Cada año, ya en época del gran Mulay Ismail, descendientes jerifianos  del profeta Mahoma rendían pleitesía a los sultanes de Marrakech y colocaban bajo su protección a las distintas tribus  nómadas de la misteriosa región, tan extraña y profunda como un cuento de Paul Bowles al  desgarro del  antiguo “Café  Glaciar”, con su galería única hacia la plaza  Jemaa el Fna - conocida como “Asamblea de los muertos” -  un mosaico del mundo humano de Marruecos,  en el que una inmensidad de tenderetes ofrecen lo inimaginable dentro de una barahúnda organizada.

En Jemaa el Fna todo se consigue. Es un espectáculo imponderable, asombroso. Allí se acude sentir, palpar, absorber, degustar platos rebosantes de especies, saborear té de menta, escuchar músicos improvisados  y pasmarse ante unos monos remontando a nuestra espalda o serpientes adormiladas que un flautín hace subir del suelo empolvado.  

Al presente, sus matices, el cuadro de irisaciones se vuelve similar  y  a la vez diferente. O quizás ya no sean igual las reminiscencias turbadoras, al ser sombras reales o inventadas. Nadie  trasmuta la plaza,  ella sigue ahí convertida en algarabía bulliciosa.
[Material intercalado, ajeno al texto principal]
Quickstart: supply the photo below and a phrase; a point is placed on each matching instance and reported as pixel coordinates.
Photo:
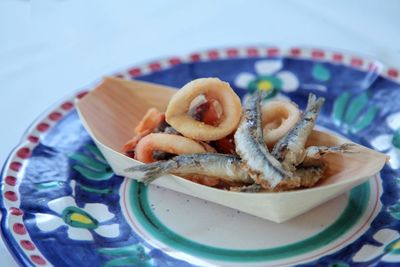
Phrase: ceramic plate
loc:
(63, 206)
Estando en ella uno se embulle en su mundo absoluto, relámpago que obliga a escuchar las más pasmosas historias de Aladino o Simbad el Marino; ver aguadores de coloridos atuendos y añejas adivinadoras con cartas de Beirut, mientras doradas turistas nórdicas idealizan  con ser raptadas por  un mercader de esclavos y  llevadas a disfrutar una luna  de lujuria en los aposentos del hotel  La Mamounia,  en donde cada una de ellas será una nueva   Sherezade del serrallo.